For $x_{o p}^{*} \in X^{*} = Fix (T_{λ})$ , from Lemma 3.1(i) and Lemma 3.1, we obtain

$〈 x^{n} - y^{n + 1}, x^{n} - x_{o p}^{*} 〉 \leq ‖ x^{n} - y^{n + 1} ‖ ‖ x^{n} - x_{o p}^{*} ‖ \leq \frac{2 C_{x_{o p}^{*}}^{2} (J + 2)}{(1 - η) (n + 1)} .$ (3.21)

Substituting (3.21) into (3.20), we get

$H_{μ} (y^{n + 1}) - H_{μ} (x_{o p}^{*}) \leq \frac{2 C_{x_{o p}^{*}}^{2} (J + 2)}{(n + 1) (1 - η) λ} .$ (3.22)

We complete the proof.

□

Now, we will show the complexity result of BiG-SAM algorithm.
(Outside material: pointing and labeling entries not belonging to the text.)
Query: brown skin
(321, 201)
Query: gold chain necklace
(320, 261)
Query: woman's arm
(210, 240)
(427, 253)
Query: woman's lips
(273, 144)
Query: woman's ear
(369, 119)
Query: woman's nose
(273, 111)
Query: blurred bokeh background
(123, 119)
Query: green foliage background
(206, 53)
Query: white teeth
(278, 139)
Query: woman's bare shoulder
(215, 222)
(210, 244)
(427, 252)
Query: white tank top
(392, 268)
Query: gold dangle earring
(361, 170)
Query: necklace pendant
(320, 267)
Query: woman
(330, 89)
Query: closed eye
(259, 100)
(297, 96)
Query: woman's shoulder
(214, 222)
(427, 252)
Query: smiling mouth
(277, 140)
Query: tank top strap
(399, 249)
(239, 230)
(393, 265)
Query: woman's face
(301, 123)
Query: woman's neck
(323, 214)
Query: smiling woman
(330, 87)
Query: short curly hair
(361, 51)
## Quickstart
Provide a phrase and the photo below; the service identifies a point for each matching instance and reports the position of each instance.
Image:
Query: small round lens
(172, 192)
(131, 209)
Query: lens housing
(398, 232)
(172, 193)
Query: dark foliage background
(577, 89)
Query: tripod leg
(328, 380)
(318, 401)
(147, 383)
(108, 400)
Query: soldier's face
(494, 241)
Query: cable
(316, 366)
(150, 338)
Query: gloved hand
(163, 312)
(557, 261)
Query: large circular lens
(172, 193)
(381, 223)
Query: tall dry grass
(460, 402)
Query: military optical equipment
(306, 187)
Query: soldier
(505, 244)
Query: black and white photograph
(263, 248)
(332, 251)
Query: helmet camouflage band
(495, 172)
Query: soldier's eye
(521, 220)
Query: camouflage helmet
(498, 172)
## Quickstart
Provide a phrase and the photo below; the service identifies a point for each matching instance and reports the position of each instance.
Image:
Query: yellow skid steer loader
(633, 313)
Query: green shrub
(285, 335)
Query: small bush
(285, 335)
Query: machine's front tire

Theorem 3.2. Suppose that Assumption I holds. Let $ε \in (0, \bar{ε})$ for some fixed $\bar{ε} > 0$ . Let ${x^{n}}_{n \in ℕ}, {y^{n}}_{n \in ℕ}$ and ${z^{n}}_{n \in ℕ}$ be generated by BiG-SAM algorithm with smoothing parameter

$μ = \sqrt{\frac{α}{β}} \frac{ε}{\sqrt{α β} + \sqrt{α β + L_{f} ε}} .$

Then for any $n$ satisfying

$n \geq \frac{2 Γ^{2} (J + 2) {(2 \sqrt{α β} + \sqrt{L_{f} ε})}^{2}}{ε^{2} (1 - η)},$

where $Γ = max {‖ R_{δ} - x^{0} ‖, \frac{1}{1 - η} ‖ (I - S) R_{δ} ‖}$ , and $J = ⌊ 2 / (1 - η) ⌋$ , it holds that $H (y^{n}) - H_{o p t} \leq ε$ .

Proof. Using the $\frac{1}{μ}$ -smooth approximation property of $h_{μ}$ with parameters $(α, β)$ , it follows that for any $y \in ℝ^{n}$ ,

$H_{μ} (y) \leq H (y) \leq H_{μ} (y) + β μ .$ (3.23)

In particular, the following two inequalities hold:

$H_{opt} \geq H_{μ} (x_{o p}^{*}) and H (y^{n}) \leq H_{μ} (y^{n}) + β μ, n = 0, 1, \dots .$ (3.24)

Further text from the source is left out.